Deutsche Bank, Schroder Salomon Smith Barney and UBS Warburg are pitching swaption trades that take advantage of the high levels of volatility across the swaps curve in Europe and the U.S. Deutsche Bank is recommending selling euro and U.S. swaptions, in which the investor pays fixed and receives floating. This is because the forward curve is predicting higher rates, while Deutsche Bank predicts rates will remain low, according to George Cooper, global fixed income strategist in London. Specifically, the firm is recommending selling a one-year option to enter five-year swaps or five-year options to enter five-year swaps in both the euro and U.S.
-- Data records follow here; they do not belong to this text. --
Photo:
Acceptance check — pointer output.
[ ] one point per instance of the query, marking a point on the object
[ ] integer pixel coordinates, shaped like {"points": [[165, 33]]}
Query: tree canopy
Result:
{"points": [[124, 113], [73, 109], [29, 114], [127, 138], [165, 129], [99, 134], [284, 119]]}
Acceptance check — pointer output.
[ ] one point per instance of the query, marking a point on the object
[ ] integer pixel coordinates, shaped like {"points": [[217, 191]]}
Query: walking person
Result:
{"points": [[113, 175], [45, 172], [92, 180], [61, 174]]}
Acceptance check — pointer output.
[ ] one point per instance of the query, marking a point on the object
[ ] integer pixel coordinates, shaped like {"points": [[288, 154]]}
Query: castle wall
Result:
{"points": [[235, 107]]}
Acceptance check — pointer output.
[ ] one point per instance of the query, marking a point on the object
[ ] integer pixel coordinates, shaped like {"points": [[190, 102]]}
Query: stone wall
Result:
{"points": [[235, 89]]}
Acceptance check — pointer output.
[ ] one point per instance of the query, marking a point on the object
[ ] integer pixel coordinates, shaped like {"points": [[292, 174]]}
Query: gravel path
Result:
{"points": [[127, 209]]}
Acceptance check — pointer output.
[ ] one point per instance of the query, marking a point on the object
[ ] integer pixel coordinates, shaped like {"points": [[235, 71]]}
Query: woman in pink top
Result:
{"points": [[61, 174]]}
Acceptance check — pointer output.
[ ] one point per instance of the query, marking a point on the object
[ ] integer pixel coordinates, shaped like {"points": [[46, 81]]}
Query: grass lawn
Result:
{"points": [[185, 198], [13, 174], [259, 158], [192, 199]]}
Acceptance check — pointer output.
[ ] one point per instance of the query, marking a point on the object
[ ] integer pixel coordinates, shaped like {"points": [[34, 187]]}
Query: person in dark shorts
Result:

Rory Byrne, European fixed income strategist at Schroder Salomon Smith Barney in London, explained that the firm is looking at the short-end of the swaps curve, but is not directional. The trade involves selling a six-month straddle on a one-year swap. The investor sells an out-of the-money swaption, paying fixed and receiving floating, and at the same time, sells an in-the-money swaption, receiving fixed and paying floating. Implied volatility is trading at 3.6% currently, and the strike on the trade is 4%. Investors receive 0.5% of the notional value for this trade.

UBS Warburg, however, is pitching a trade that is long volatility, in which the investor buys a one-year option on a two-year swap, receiving fixed and paying floating. This is because volatility is becoming increasingly linked to the level of rates, said Meyrick Chapman, derivatives strategist in London, explaining that as rates have fallen, implied vol has risen because investors look to get out of the equity markets and purchase swaptions. He expects implied vol will rise further as there could be more rate cuts from the European Central Bank as growth in Europe remains subdued.